Tribun Bisnis
TribunJualbeli
Tribun Network
About Us
Info Iklan
Contact Us
Help
Terms of Use
Privacy Policy
Pedoman Media Siber
No Thumbnail
Desktop Version

Virus Corona

Semua Penumpang Penerbangan Luar Negeri, yang Mendarat dan Akan Terbang Wajib Tes PCR

Ketentuan ini merupakan persyaratan yang harus dipenuhi individu untuk melakukan perjalanan baik dari atau ke luar negeri selama fase new normal

Semua Penumpang Penerbangan Luar Negeri, yang Mendarat dan Akan Terbang Wajib Tes PCR
Kompas.com/Garry Lotulung
Penumpang tiba di terminal 3 Bandara Soekarno-Hatta, Tangerang, Banten, Selasa (12/5/2020). 

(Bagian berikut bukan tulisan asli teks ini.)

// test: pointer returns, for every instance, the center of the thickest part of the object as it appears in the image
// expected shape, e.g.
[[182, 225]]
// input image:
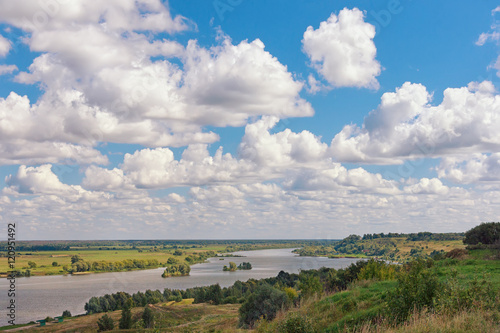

Laporan Wartawan Tribunnews.com, Hari Darmawan

TRIBUNNEWS.COM, JAKARTA - Menteri Perhubungan (Menhub) Budi Karya Sumadi, mengatakan penumpang yang melakukan perjalanan dari dan ke luar negeri wajib melakukan pemeriksaan Polymerase Chain Reaction (PCR).

Menurut Budi, ketentuan ini merupakan persyaratan yang harus dipenuhi individu untuk melakukan perjalanan baik dari atau ke luar negeri selama fase new normal atau tatanan kehidupan baru.

"Pemeriksaan PCR bebas Covid-19 ini, bisa dilakukan dari negara asal bagi penumpang yang dari luar negeri, atau bisa dilakukan di Indonesia untuk yang akan ke luar negeri," ucap Budi dalam konferensi pers virtual, Senin (9/6/2020).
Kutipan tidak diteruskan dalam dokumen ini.